A core aspect of the Republican platform over recent years is to eliminate government regulations. The rationale most often associated with this push is the idea that government regulations cost jobs. Unfortunately jobs are really just a red herring in this argument since the actual impetus has more to do with corporate profits and campaign donations than jobs.
The reality is that even if one product is deemed unacceptable, the market demand for that product will still exist and whatever products fills the void should create an equivalent number of jobs. In the past, for example, when it was determined that asbestos and lead paint cost lives, the government, as the protector of the people, stepped in and essentially regulated these products out of business. Luckily at the time corporate money was much less important and the good of the people easily trumped “jobs” or any other misdirection corporations could dream up. Did the country suddenly slip into a recession because the asbestos and lead paint industries no longer existed? No. Instead other companies that produced better products which were less harmful gain market share.
Today a similar war is being waged over coal, but now corporate money is wagging the dog and the good of the people has taken a backseat. Employees in the coal industry are nearly seven times a likely to die on the job than similar occupations. They also miss four times as many days of work. Additionally some 24,000 people die each year from the affects of coal. So regardless of how many hypothetical jobs are lost in the conversion to clean energy, as long as another product is available and is less detrimental, we should support that change.
The problem here is that Republicans are portraying regulations as the enemy instead of the public protection devise they really are. The truth is, regulations only exist because some unscrupulous or ignorant person or corporation messed it up for the rest of us. When congress passed Dodd-Frank is was a result of banks acting badly not some imaginary lust for punishing big business.

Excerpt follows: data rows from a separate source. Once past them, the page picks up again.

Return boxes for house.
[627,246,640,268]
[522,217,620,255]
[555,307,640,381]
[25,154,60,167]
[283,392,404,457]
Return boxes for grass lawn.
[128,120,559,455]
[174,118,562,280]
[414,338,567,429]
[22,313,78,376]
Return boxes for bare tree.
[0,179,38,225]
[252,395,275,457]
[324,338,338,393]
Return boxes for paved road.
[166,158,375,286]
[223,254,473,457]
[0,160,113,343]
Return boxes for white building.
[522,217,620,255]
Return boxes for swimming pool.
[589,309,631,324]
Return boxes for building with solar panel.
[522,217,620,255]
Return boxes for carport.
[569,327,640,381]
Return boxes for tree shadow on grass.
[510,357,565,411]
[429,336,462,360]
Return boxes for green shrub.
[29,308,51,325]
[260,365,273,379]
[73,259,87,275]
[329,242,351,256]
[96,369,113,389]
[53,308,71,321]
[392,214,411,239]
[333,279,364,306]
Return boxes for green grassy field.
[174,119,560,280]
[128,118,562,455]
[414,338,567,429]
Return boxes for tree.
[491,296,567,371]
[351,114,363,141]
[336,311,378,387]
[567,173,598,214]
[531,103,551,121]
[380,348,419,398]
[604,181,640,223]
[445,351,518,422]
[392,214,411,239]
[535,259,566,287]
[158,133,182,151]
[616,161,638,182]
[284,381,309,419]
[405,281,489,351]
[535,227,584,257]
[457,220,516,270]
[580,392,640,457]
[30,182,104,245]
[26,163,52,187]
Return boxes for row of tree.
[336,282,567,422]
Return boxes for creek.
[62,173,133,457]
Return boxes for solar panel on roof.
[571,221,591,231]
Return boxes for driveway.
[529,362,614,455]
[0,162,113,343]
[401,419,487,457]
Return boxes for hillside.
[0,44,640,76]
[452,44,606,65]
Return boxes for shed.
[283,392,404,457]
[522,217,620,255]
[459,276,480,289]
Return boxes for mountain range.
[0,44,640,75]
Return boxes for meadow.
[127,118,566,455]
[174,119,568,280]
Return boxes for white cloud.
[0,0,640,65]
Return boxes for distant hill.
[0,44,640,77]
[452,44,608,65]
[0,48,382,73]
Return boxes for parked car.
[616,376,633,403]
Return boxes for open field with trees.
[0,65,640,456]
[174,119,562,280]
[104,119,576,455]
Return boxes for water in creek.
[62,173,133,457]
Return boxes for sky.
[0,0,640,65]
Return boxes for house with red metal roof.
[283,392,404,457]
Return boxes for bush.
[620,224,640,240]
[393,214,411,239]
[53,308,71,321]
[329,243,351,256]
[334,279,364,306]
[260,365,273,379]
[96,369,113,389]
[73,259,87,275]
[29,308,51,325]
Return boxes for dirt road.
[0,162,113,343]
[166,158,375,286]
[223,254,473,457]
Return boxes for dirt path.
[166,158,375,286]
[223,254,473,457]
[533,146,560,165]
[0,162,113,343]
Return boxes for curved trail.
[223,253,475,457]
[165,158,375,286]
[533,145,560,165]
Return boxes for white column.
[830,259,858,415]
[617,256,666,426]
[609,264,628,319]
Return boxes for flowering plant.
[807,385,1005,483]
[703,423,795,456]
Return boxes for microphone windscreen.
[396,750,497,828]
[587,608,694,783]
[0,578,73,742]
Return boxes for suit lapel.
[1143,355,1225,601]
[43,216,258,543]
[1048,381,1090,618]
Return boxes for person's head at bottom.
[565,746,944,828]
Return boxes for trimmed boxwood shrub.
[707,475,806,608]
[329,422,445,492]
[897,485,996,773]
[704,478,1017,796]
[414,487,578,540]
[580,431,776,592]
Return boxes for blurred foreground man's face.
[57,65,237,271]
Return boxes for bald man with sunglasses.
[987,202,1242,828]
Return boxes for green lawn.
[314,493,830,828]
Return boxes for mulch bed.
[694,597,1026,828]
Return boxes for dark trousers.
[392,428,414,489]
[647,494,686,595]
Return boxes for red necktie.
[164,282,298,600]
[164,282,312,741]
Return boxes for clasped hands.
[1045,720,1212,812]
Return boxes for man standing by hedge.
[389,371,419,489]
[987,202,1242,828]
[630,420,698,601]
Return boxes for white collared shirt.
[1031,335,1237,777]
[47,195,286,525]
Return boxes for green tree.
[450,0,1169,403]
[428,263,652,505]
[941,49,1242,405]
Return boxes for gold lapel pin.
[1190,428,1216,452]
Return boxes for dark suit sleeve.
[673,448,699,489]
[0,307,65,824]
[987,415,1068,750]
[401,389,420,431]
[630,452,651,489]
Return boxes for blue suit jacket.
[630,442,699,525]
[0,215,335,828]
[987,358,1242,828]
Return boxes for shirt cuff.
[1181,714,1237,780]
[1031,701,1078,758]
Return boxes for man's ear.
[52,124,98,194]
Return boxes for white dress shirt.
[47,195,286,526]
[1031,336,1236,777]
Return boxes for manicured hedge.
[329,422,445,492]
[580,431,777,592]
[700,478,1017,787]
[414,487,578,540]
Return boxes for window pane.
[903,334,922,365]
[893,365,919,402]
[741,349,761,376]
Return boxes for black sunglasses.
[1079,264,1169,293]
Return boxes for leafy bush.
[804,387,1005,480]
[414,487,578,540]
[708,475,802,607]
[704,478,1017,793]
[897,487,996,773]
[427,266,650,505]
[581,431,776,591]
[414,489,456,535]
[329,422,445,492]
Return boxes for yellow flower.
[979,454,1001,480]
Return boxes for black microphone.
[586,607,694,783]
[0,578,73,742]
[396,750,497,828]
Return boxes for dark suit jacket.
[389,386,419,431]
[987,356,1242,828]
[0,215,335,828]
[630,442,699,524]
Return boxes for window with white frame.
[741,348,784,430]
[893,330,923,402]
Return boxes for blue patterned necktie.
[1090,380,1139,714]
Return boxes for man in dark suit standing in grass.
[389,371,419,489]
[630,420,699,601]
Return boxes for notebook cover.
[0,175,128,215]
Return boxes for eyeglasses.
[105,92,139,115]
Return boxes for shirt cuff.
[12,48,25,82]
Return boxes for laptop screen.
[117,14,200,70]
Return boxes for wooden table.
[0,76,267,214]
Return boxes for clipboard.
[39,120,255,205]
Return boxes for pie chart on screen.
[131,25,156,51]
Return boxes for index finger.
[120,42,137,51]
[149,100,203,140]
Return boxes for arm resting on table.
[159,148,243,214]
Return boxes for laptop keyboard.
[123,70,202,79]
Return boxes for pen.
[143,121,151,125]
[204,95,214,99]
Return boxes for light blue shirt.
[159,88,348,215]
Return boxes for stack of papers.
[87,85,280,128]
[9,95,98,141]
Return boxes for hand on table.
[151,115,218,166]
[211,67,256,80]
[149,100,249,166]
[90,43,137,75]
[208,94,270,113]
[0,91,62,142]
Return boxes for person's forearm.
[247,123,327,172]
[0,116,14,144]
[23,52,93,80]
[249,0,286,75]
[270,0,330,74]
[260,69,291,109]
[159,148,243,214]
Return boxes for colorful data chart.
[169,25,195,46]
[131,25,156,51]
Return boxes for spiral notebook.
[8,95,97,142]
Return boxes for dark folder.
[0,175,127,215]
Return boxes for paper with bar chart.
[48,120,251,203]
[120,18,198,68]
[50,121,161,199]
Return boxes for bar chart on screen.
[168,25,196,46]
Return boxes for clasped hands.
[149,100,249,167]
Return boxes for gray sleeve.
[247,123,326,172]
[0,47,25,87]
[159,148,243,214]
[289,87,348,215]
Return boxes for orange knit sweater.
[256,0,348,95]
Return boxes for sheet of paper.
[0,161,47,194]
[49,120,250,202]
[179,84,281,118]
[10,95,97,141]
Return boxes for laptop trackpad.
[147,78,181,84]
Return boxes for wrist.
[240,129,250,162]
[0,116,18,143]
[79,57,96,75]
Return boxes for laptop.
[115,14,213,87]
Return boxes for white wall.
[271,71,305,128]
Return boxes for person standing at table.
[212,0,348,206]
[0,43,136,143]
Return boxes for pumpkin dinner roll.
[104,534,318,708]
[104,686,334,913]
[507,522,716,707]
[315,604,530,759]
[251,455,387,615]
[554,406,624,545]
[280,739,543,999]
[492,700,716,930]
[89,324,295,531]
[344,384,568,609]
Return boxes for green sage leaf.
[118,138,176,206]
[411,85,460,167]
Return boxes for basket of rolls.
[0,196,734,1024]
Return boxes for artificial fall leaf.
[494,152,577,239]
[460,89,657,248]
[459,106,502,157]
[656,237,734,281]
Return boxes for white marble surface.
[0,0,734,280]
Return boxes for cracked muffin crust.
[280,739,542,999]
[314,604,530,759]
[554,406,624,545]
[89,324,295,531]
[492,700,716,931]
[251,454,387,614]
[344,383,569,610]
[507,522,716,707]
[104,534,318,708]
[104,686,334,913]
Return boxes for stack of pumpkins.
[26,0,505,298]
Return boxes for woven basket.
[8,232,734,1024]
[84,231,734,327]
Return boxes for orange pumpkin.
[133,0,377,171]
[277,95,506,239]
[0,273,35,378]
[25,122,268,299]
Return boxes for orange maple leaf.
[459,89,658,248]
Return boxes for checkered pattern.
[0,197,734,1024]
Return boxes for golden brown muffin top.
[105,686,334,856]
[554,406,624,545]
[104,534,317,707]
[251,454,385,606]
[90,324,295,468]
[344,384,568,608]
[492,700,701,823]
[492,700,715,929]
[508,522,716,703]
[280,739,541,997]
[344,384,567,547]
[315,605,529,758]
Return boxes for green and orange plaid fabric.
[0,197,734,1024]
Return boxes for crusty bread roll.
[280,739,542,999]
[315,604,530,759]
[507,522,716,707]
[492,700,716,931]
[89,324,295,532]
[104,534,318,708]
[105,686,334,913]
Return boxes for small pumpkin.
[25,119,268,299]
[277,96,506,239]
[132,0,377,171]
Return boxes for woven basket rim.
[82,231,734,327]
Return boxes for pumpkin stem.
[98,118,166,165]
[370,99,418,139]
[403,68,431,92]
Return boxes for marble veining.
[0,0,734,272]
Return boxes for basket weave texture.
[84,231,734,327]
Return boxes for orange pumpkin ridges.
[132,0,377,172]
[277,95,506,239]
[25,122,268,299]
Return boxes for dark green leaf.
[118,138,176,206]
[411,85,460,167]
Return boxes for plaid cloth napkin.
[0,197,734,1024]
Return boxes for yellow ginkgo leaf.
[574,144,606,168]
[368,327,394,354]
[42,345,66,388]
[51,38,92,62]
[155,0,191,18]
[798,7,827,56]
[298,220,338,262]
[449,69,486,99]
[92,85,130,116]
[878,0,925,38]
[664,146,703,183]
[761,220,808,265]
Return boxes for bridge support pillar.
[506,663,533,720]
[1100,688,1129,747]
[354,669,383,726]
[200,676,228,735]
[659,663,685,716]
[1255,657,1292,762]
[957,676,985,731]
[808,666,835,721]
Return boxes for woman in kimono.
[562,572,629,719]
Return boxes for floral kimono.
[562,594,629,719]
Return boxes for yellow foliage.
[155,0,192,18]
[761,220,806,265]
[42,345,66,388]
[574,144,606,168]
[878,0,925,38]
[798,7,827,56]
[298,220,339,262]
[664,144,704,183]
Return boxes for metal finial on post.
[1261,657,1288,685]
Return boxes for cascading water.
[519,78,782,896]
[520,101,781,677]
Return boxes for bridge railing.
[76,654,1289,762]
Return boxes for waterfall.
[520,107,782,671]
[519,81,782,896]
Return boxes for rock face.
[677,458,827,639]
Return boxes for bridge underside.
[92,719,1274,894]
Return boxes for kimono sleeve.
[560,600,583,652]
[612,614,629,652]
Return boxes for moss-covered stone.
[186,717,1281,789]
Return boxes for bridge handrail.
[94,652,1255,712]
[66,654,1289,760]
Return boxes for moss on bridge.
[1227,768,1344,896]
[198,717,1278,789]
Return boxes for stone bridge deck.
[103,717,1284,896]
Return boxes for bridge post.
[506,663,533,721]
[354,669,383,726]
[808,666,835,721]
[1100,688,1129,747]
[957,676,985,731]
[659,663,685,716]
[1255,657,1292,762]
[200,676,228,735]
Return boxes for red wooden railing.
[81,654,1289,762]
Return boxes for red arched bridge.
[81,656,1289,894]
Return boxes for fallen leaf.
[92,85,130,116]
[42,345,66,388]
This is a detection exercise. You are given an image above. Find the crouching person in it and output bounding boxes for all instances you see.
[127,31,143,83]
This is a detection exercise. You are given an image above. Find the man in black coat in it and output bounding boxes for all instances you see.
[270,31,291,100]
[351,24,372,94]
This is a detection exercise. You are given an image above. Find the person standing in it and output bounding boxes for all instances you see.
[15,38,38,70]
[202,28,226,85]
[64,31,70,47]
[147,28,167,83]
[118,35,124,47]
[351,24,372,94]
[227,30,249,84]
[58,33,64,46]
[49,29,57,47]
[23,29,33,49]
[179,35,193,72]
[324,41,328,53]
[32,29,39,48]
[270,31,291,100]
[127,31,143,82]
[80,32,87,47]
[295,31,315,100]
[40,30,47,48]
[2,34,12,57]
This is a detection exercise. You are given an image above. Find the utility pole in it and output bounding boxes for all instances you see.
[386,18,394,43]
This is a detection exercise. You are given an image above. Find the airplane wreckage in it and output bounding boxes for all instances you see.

When a compounding facility in Massachusetts failed to operate within the law – causing a fungal meningitis outbreak that has claimed fifty lives so far – calls to increase regulations are an effort to prevent future issues not an affront to capitalism. And when Congress passed Sarbanes–Oxley it was a direct result of Enron’s failure to self-regulate costing many their life savings and thousands of jobs not some socialist government overreach.
The vast majority of Americans would love it if their mortgage documents were a few short pages instead of a Stephen King like horror novel or if they could board a plane without having to take off half of their clothes however the same greed and drive that make capitalism so successful also leads to many doing whatever it takes to increase their share of the pie. Pretending that the preventing these deviants from being able to act unimpeded is the main reason for our sluggish economy helps no one but the very corporate despoilers that precipitated the problems in the first place.